Section 1

Hierarchy of Needs

Author avatar
by Juan | Aug 9, 2025
3 min read 593 words
Table of Contents

The 1st Law is based on relational desires as effective demand.

This leads to the concept of human needs.

Selfishness, Utility, Maslow’s Needs

Because of the crudity of Economics being based on selfishness instead of common interest, the human needs are nowadays based on material needs.

This was enshrined by Maslow as the “physiological needs”.

These physiological needs are the most pre-potent of all needs. In the human being who is missing everything in life in an extreme fashion, it is most likely that the major motivation would be the physiological needs rather than any others. A person who is lacking food, safety, love, and esteem would most probably hunger for food more strongly than for anything else.

Abraham Maslow

Abraham Maslow

Maslow assumes an uncaring society as the default.
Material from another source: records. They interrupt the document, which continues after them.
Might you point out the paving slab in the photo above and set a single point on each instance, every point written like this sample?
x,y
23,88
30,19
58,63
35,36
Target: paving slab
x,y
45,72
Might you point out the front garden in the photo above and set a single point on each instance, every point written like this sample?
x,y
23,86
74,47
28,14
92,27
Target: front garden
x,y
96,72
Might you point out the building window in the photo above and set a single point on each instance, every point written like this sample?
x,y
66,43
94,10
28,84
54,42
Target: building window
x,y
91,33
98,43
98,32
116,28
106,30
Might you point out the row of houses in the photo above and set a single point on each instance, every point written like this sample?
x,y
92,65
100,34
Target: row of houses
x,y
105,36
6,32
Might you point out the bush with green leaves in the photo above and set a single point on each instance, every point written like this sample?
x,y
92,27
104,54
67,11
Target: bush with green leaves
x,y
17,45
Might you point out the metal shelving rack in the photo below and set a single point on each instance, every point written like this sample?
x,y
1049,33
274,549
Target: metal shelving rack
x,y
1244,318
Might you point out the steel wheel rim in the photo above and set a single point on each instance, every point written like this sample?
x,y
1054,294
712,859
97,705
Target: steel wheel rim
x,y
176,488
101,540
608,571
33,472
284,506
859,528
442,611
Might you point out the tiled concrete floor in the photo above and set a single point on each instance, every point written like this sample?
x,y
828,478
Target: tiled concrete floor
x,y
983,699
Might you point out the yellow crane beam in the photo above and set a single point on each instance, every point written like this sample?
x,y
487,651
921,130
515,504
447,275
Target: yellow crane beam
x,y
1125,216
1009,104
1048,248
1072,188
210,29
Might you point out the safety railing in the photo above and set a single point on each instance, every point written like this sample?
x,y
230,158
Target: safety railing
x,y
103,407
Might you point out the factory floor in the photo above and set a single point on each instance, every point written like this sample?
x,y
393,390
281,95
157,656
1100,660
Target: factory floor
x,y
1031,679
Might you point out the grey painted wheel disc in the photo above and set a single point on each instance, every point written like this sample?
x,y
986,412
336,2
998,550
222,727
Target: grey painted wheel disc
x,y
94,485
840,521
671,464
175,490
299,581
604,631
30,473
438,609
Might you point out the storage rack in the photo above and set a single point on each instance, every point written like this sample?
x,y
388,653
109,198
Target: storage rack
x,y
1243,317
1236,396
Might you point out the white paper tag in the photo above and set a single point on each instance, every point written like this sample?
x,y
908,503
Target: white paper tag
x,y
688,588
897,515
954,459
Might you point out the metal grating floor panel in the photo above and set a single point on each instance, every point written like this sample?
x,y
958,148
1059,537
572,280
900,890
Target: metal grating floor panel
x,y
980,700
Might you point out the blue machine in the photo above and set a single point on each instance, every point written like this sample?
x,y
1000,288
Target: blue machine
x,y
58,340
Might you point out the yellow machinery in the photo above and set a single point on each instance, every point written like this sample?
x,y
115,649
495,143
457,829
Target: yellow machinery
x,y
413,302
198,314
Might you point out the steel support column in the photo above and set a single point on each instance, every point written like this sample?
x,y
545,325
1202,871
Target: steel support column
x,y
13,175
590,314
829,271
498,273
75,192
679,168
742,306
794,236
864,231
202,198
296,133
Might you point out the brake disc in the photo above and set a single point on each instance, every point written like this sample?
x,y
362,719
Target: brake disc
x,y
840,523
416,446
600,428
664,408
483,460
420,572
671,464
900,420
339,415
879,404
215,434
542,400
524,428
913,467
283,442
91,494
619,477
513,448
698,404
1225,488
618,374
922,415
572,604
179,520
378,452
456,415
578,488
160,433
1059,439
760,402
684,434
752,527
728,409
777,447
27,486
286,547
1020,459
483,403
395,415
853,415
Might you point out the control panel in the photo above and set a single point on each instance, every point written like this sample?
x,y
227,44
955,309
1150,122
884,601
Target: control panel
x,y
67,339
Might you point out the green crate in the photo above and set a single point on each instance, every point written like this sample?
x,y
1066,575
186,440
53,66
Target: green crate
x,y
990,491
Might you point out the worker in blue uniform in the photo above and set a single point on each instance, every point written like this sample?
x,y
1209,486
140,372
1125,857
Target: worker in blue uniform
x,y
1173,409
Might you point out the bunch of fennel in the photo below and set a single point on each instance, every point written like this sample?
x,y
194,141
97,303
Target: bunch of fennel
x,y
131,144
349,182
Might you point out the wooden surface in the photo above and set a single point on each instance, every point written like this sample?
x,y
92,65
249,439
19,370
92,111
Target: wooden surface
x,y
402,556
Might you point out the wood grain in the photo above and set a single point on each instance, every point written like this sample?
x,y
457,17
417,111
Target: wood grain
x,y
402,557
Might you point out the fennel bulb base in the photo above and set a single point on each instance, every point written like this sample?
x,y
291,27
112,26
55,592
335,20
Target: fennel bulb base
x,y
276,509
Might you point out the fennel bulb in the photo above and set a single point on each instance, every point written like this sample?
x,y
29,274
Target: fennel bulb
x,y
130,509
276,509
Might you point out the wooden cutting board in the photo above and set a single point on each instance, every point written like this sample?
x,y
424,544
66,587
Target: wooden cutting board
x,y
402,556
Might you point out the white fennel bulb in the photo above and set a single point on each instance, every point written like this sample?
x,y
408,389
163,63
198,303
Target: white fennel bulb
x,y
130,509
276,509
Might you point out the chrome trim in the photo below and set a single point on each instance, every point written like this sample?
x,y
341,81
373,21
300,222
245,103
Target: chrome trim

This then leads to the lack of food.

And so he says that food is most pre-potent of all needs.

We put Maslow’s Hierarchy under the 5 Elements Model of Superphysics to reveal their perfect alignment.

Abraham Maslow hierarchy of needs
Self-actualization is causal just as svadharma or self-purpose

This allows us to make the higher needs like love and self-actualization larger and more important than the physiological ones (which might only have a temporal importance).

For example, spiritual people have more self-actualization and very little physiological needs. This is seen in their modesty and fasting practices.

Or social people might focus on having many friends, which increases their esteem.

A flexible model thus allows an economy that is responsive to the needs of various personality types.

The first and greatest of necessities is food, which is the condition of life and existence. The second is a dwelling. The third clothing and the like.. Each will bring the result of his labours into a common stock.. All things are produced more plentifully and easily when one man does one thing which is natural to him.

Socrates

Socrates

The Supereconomic Hierarchy of Needs

Our 5 Elements model:

  • allows a society to have flexible needs
  • gives importance to self actualization while not neglecting the material needs.

In our model:

  • The upper parts of the pyramid represent the metaphysical needs of the soul. This includes svadharma
  • The lower parts of the pyramid represent the material needs of the physical body. This includes food, shelter, clothing

The focus of the soul goes down the pyramid as it addresses the needs of the soul and body.

  • What it cannot get by itself, it tries to get through others.

This it does by offering what it can, based on its skills, abilities, and personal qualities.

Supereconomic network and hierarchy of needs
Our Supereconomic network of needs starts with the metaphysical center that branches out and downwards into physical needs. The core of this metaphysical center is The Tao or svadharma of that discrete entity. The person then goes outwards to meet other people to satify his or her material and metaphysical needs. Moreover, the Supereconomic hierarchy of needs is flexible: a materialist society can emphasize materal needs, while a spiritual society can emphasize aethereal or abstract ones
  • A materialistic society only caters to the material needs. It might have an abundance of material goods for sale, ecommerce, cryptocurrencies. But it is deficient in spritual ideology or even cultural practices.
  • A spiritual society has strong spritual ideology and rich traditional culture. But it might be materially backward.
  • An ideal society is one that can satisfy all the hierarchal needs of every human, neglecting neither materiality nor spirituality.

Since svadharma or self-purpose is aethereal in nature, and since it is the cause of value-creation, then this model supports the abstract mechanism of wealth creation directly.